Аничка встретила военных, проверявших документы, спокойным и открытым взглядом, и те, как ни странно, спросили документы у всех, кроме Анички. Не то чтобы они ее не заметили. Нет, они ее заметили очень хорошо, но, пожалуй, подумали, что не может такая девушка ехать одна, без папы или мамы. Один из них даже улыбнулся ей, и его угрюмое кирпичное лицо покрылось при этом грубыми, но добрыми складками. Она тоже улыбнулась ему, но потом рассердилась на себя за это, потому что в своем нынешнем состоянии напряженного самоконтроля поняла, что улыбнулась только для того, чтобы его задобрить и этим предупредить могущий сорваться с его губ вопрос о документах.

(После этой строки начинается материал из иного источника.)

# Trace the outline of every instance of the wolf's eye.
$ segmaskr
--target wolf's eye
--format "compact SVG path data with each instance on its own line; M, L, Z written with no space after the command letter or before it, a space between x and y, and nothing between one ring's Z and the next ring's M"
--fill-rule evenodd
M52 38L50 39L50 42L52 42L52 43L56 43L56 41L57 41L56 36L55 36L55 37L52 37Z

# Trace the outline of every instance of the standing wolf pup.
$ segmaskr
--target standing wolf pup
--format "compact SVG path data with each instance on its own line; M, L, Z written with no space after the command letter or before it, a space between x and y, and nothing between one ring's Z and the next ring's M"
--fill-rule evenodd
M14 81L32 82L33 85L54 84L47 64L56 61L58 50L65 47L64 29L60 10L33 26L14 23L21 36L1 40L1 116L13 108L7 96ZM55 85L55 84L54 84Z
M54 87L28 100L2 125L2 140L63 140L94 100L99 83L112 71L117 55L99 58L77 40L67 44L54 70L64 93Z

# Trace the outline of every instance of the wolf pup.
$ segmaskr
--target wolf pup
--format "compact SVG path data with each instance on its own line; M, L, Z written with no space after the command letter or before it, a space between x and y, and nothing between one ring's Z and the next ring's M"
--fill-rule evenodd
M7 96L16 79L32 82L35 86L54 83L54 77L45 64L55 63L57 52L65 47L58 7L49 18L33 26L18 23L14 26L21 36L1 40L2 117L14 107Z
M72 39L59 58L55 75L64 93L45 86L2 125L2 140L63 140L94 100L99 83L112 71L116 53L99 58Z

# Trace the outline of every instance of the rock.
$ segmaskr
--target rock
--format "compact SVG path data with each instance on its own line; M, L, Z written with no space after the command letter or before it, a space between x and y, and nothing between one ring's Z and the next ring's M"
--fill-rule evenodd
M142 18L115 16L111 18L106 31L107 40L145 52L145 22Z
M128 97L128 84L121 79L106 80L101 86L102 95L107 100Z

Поняв это и решив, что поступила нехорошо, она догнала проверявших уже на площадке вагона и сказала им, что пропуска в Москву у нее нет, но попасть туда ей необходимо. Так как колеса стучали очень громко, они не расслышали, и она повторила свои слова. Тот, с кирпичным лицом, взглянул на нее удивленно. И, увидев девушку в красной вязаной шапочке и таком же шарфе, видимо, припомнил ее. "Мы же у вас уже проверяли", - проговорил он, недоумевая и как будто даже с досадой. После чего они скрылись в тамбуре соседнего вагона, а она вернулась к себе, сконфуженная, но радостная, так и не поняв, что случилось. Аничка - не без оснований - решила, что своим видом просто вызывает у всех чувство доверия, и это наполнило ее благодарностью к людям. А она, по своей наивности, боялась, как бы ее без документов не приняли за шпионку. Она сама смеялась бы над своими страхами, если бы могла посмотреть на себя чужими глазами.